Tech Mahindra wird Technologien der künstlichen Intelligenz und des maschinellen Lernens (ML) nutzen, um verschiedene Aspekte des Engineerings, der Lieferkette sowie der Pre-Sales- und After-Sales-Services für M&M zu verbessern.

„Die Partnerschaft mit Google Cloud ist ein Schritt vorwärts bei der Festlegung neuer Maßstäbe für das Kundenerlebnis, indem wir die Leistungsfähigkeit KI-basierter Erkenntnisse nutzen“, sagte Rucha Nanavati, Chief Information Officer der Mahindra Group.

Google Cloud wird M&M dabei unterstützen, Anomalien während des Herstellungsprozesses zu erkennen – um Ausfälle zu vermeiden, die Energieeffizienz zu optimieren, die Fahrzeugsicherheit zu erhöhen, die Zuverlässigkeit zu verbessern und letztendlich das Kundenerlebnis insgesamt zu verbessern.

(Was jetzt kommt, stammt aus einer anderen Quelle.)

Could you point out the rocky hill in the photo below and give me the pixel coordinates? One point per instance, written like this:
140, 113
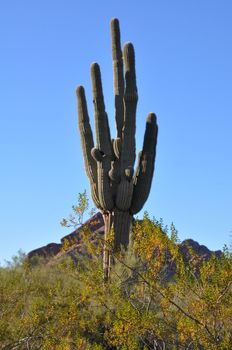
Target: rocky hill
96, 225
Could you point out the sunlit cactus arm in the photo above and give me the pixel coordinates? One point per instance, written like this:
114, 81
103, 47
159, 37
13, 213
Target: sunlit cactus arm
125, 188
103, 152
130, 104
118, 75
145, 168
87, 144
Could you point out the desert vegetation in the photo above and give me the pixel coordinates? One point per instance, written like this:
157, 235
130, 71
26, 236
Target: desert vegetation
155, 298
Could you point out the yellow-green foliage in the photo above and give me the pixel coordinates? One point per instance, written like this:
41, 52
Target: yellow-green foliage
60, 305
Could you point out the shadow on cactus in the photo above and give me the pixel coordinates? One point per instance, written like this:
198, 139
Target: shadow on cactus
116, 189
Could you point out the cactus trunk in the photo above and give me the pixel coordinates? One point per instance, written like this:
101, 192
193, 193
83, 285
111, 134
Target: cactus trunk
116, 189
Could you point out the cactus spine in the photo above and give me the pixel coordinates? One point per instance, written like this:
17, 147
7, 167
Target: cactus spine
116, 189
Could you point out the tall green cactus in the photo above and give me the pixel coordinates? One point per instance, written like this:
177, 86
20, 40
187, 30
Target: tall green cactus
116, 189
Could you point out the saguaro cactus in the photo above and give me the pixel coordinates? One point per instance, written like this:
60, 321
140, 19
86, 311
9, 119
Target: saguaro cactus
116, 189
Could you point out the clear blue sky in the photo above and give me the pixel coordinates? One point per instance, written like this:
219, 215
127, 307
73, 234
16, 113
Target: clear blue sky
184, 74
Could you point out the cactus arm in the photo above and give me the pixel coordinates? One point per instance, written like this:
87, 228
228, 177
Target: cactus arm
118, 75
130, 103
87, 144
103, 153
145, 168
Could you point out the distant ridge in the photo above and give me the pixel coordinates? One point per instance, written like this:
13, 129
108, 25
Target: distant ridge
96, 225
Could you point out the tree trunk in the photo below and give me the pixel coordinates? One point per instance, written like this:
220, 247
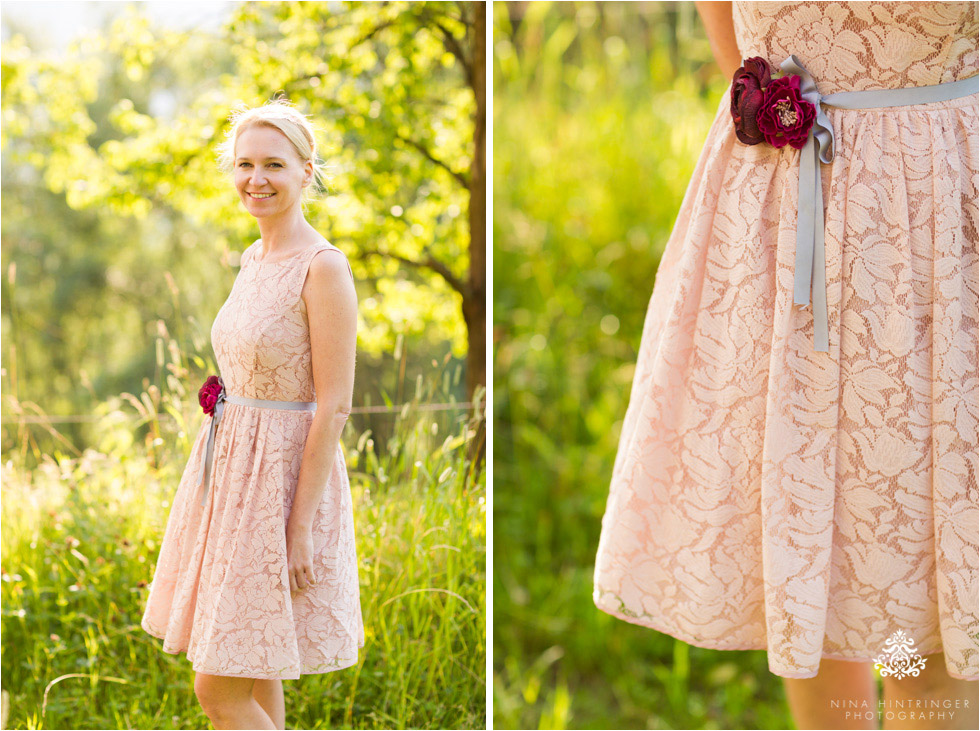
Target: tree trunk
475, 304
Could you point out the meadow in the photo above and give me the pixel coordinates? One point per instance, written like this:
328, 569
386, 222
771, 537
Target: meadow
81, 534
600, 112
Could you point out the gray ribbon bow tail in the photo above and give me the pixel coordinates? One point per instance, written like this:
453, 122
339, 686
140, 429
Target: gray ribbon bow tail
204, 475
811, 262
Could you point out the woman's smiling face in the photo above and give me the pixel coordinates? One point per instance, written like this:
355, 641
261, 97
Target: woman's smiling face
269, 173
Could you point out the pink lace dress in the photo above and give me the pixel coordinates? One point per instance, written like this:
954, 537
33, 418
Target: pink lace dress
221, 590
815, 504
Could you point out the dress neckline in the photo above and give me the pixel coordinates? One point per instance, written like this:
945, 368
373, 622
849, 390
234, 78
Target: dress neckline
283, 259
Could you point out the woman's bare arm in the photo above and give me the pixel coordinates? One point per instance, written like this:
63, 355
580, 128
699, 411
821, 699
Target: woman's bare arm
331, 308
717, 19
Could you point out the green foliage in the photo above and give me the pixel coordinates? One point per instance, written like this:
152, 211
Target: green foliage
600, 114
79, 544
112, 196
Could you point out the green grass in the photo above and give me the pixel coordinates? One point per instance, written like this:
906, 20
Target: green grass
593, 150
81, 533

„Google Cloud ist bestrebt, Unternehmen wie M&M unsere vertrauenswürdige, sichere Cloud-Infrastruktur und fortschrittliche KI-Tools zur Verfügung zu stellen“, sagte Bikram Singh Bedi, Vice President und Country MD bei Google Cloud.

M&M und Tech Mahindra werden außerdem die KI-Technologien von Google Cloud nutzen, um KI-gestützte Anwendungen für kritische Geschäftsbereiche zu entwickeln. Darüber hinaus wird Tech Mahindra verschiedene Arbeitslasten verwalten, darunter Unternehmensanwendungen und Arbeitslasten für Simulatoren.

Atul Soneja, Chief Operating Officer von Tech Mahindra, sagte, dass dieser Schritt das Engagement bekräftigt, Unternehmen bei der schnellen Skalierung zu unterstützen und ihnen Möglichkeiten zu bieten, neue Werte zu erschließen und ihr Geschäft durch KI- und ML-basierte Erkenntnisse auszubauen.

In der heutigen vernetzten Welt könne der Zugriff auf integrierte Datenplattformen und cloudbasierte Lösungen entscheidend sein, um Innovationen voranzutreiben und wertvolle Erkenntnisse zu gewinnen, fügte er hinzu.

Im Jahr 2023 gründete Tech Mahindra ein Bereitstellungszentrum in Guadalajara, Mexiko, das sich der Bereitstellung von Google Cloud-zentrierten Lösungen widmet und Kunden dabei hilft, ihre Infrastruktur zu modernisieren und Arbeitslasten zu verwalten, indem es differenzierte Beschleuniger, Cloud Native und Open-Source-Technologien nutzt.